Member ports have moved swiftly to implement the new formula because the ESI reporting system already collects the necessary performance data from participating vessel operators to assess a ship’s efficiency at sea, and by extension, its CO2 emissions. Reduced CO2 emissions are being calculated by comparing a ship’s fuel consumption and the distance sailed each year for 2013, 2014 and 2015 with the same data for 2016. If sailing in 2016 was more efficient than the baseline years, vessel operators have lowered CO2 emissions and increased their total score.
Typically, vessel operators earn points on a per call basis from each port in the ESI network. Under the new formula, participating operators calling at the Port of Los Angeles that have been entering CO2 data and show an improvement over the baseline years could see these additional points boost their scores as early as September.
At the Port of Los Angeles, a vessel with a score of 50 points or higher earns the operator $2,500 per call, and a score of 40 to 49 is rewarded with $750. In addition to complying with cleaner fuel requirements under the North American Emissions Control Area and the California Air Resources Board and having shore power capability, ships earning 50 points or more typically have engines rated cleaner than IMO Tier 2 engine standards and use cleaner fuel than required by regulation and provides CO2 data. Incentive grants are paid quarterly.

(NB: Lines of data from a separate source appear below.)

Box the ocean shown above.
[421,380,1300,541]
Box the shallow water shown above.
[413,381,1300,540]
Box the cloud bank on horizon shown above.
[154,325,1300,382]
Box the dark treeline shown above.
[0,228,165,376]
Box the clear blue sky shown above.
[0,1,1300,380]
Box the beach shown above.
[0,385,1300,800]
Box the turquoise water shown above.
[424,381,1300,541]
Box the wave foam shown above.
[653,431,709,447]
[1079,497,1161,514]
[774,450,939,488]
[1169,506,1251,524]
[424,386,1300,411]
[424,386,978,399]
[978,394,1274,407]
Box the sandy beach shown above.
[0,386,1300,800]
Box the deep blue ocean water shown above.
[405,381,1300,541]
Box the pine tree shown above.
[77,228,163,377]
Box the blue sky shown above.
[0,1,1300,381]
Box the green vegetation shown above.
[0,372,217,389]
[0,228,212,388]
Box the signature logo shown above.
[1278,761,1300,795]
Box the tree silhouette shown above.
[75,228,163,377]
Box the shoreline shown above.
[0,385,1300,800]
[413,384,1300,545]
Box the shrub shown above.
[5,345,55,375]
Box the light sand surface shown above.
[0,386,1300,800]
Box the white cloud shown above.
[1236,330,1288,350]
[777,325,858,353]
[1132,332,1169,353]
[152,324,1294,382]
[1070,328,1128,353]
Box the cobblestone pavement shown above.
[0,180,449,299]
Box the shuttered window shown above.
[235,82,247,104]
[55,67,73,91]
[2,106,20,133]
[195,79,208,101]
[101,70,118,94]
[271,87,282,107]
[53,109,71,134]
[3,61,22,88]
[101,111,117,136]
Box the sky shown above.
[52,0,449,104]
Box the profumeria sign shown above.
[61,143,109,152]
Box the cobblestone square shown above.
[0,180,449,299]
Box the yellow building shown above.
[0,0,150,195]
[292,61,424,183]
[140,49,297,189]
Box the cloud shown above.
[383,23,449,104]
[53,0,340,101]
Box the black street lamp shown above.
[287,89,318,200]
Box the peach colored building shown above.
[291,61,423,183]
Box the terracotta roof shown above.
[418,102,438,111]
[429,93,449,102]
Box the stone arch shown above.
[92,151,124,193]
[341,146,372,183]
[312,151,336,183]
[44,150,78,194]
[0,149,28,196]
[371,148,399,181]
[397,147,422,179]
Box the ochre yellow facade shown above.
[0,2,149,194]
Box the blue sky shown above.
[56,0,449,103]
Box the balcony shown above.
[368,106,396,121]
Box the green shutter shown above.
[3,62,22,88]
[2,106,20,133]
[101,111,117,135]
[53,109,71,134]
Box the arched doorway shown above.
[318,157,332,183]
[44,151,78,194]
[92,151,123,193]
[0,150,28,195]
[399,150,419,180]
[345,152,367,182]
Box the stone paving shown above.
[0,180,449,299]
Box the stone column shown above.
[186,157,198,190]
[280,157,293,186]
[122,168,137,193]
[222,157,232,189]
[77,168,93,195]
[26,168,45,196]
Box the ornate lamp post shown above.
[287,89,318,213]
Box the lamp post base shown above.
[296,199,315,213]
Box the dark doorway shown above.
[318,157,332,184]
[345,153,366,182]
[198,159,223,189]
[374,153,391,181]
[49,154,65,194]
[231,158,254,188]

Additionally, at the Port of Los Angeles, a ship with a Tier III engine is eligible for a $5,000 incentive per call, and vessels participating in an approved Technology Advancement Program demonstration project are eligible for $750 per call.
Launched by a collection of Northern European ports in 2011, the ESI program rewards vessel operators for lowering ship emissions beyond international requirements and in advance of pending regulations. Incentive providers include ports, pilot organizations and other entities. When the Port of Los Angeles adopted its ESI in 2012, it was the first port in North America and the Pacific Rim to join the program.

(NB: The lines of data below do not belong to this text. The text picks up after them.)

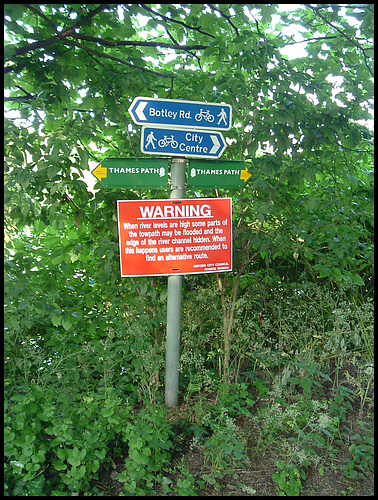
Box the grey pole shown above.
[165,158,186,408]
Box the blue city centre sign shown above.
[129,97,232,130]
[141,127,226,159]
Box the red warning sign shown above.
[117,198,232,277]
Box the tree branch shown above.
[71,33,208,52]
[67,40,171,78]
[139,3,215,38]
[24,3,57,31]
[207,3,239,36]
[7,4,107,58]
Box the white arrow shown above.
[135,101,147,121]
[210,135,220,155]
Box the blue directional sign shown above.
[141,127,226,159]
[129,97,232,130]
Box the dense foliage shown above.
[4,4,374,495]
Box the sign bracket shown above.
[165,158,186,408]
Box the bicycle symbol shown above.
[194,109,214,123]
[158,135,178,149]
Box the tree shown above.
[4,4,374,378]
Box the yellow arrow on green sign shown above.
[187,159,252,189]
[92,158,168,189]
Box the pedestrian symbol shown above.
[146,130,157,149]
[217,108,227,125]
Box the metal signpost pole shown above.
[165,158,186,408]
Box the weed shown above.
[272,460,306,496]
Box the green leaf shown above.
[50,313,62,326]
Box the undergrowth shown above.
[4,286,374,496]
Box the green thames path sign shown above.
[92,158,168,189]
[187,160,252,189]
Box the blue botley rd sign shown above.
[129,97,232,130]
[141,127,226,159]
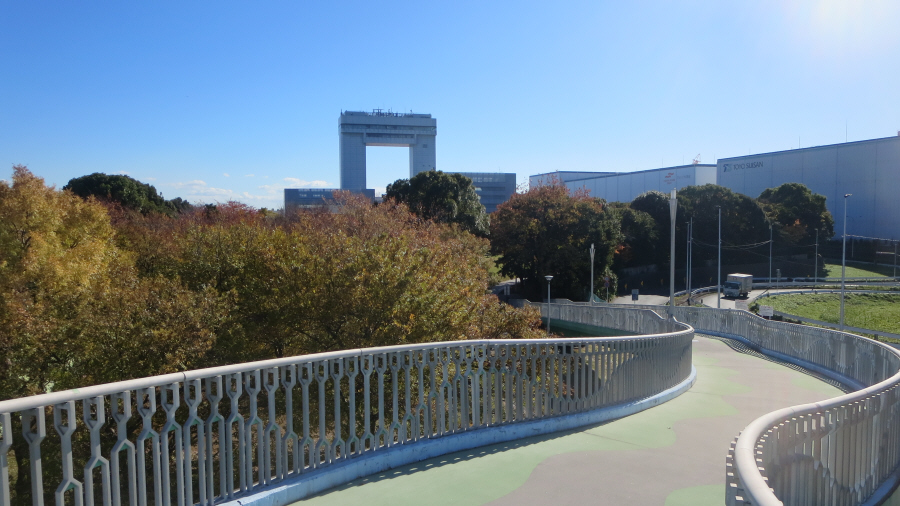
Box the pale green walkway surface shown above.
[296,336,841,506]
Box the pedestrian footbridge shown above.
[0,303,900,506]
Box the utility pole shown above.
[588,243,596,306]
[841,193,853,332]
[669,190,678,318]
[544,276,553,337]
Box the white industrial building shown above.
[529,134,900,239]
[528,164,716,202]
[716,136,900,239]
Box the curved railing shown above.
[657,307,900,505]
[0,308,693,506]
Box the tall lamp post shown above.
[588,243,596,306]
[669,189,678,318]
[716,206,722,309]
[841,193,853,331]
[813,229,819,293]
[685,216,694,306]
[544,275,553,337]
[769,221,775,289]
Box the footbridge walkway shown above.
[0,304,900,506]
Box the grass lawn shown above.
[825,262,900,278]
[760,293,900,334]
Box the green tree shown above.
[63,172,192,214]
[606,202,668,268]
[757,183,834,244]
[385,170,490,236]
[0,166,224,397]
[491,182,621,300]
[680,184,769,266]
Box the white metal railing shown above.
[657,307,900,505]
[0,307,693,506]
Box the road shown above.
[296,334,841,506]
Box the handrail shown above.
[657,307,900,505]
[0,307,693,506]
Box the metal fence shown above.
[0,308,693,506]
[624,306,900,505]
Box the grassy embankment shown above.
[764,293,900,334]
[824,262,900,278]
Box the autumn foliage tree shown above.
[0,166,225,399]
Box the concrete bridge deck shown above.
[296,334,841,506]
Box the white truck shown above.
[722,273,753,298]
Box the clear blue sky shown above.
[0,0,900,207]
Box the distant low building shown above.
[284,188,375,213]
[528,164,716,202]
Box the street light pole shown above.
[684,218,694,306]
[769,221,774,288]
[841,193,853,331]
[588,243,596,306]
[716,206,722,308]
[544,275,553,337]
[669,190,678,318]
[813,229,819,293]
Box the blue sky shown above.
[0,0,900,208]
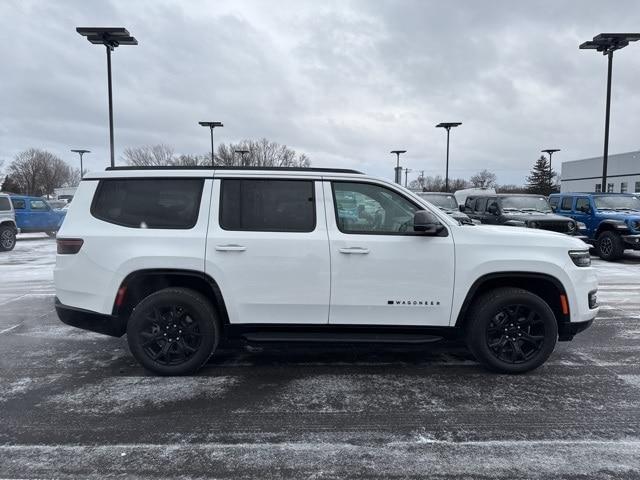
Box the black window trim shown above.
[325,178,449,237]
[90,176,206,230]
[219,176,319,234]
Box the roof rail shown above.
[105,165,363,175]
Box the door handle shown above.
[338,247,369,255]
[216,243,247,252]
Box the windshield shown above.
[501,195,551,213]
[594,195,640,210]
[418,193,458,210]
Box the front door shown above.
[324,180,454,326]
[205,177,330,324]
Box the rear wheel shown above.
[127,288,220,375]
[598,231,624,262]
[0,225,16,252]
[466,288,558,373]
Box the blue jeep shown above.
[549,193,640,261]
[10,195,67,237]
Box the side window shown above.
[29,200,49,212]
[11,198,27,210]
[473,198,487,213]
[91,178,204,230]
[576,197,590,213]
[220,179,316,232]
[333,182,420,234]
[560,197,573,210]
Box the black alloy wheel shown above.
[0,225,16,252]
[465,287,558,373]
[127,288,219,375]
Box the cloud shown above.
[0,0,640,183]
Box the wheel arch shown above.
[455,271,570,329]
[112,268,229,325]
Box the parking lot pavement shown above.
[0,236,640,479]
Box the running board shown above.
[242,332,443,344]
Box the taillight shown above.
[56,238,84,255]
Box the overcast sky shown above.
[0,0,640,184]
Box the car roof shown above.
[83,166,364,180]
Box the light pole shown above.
[580,33,640,192]
[436,122,462,192]
[389,150,407,185]
[76,27,138,167]
[404,168,412,188]
[234,150,249,167]
[71,149,91,180]
[198,122,224,167]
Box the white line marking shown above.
[0,323,22,335]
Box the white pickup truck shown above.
[55,167,598,375]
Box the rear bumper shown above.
[55,297,127,337]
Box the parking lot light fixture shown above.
[198,122,224,167]
[71,149,91,180]
[234,150,249,166]
[390,150,407,185]
[76,27,138,167]
[436,122,462,192]
[580,33,640,190]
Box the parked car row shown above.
[415,189,640,261]
[0,194,67,251]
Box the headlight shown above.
[569,250,591,267]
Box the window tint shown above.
[220,179,316,232]
[11,198,27,210]
[560,197,573,210]
[29,200,49,211]
[473,198,487,213]
[333,182,420,234]
[576,197,590,213]
[91,178,204,229]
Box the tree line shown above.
[0,144,557,196]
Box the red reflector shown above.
[56,238,84,255]
[116,287,127,307]
[560,295,569,315]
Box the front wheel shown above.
[127,288,220,375]
[0,225,16,252]
[598,231,624,262]
[466,288,558,373]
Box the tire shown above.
[465,288,558,373]
[597,230,624,262]
[127,288,220,375]
[0,225,16,252]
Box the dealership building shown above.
[560,151,640,193]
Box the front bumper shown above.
[622,235,640,250]
[55,297,127,337]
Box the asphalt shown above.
[0,236,640,479]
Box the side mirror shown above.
[413,210,444,235]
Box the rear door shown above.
[324,180,455,326]
[205,173,330,324]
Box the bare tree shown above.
[8,148,73,195]
[469,168,497,188]
[215,138,311,168]
[122,144,175,167]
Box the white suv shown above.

The number of incentive providers with ESI programs has since tripled. Today, 50 incentive providers around the globe are ESI members, including eight ports in Asia and the Americas. As of April 1, nearly 5,500 ships – almost 11 percent of the global merchant fleet – are registered in the program.
ESI was developed by the World Ports Climate Initiative (WPCI), a project of the International Association of Ports and Harbors.
Each port customizes its ESI incentive grants, based on regional and operational drivers. As more ports join the ESI program, the opportunities for vessel operators to earn incentives increase across the broader incentive provider network.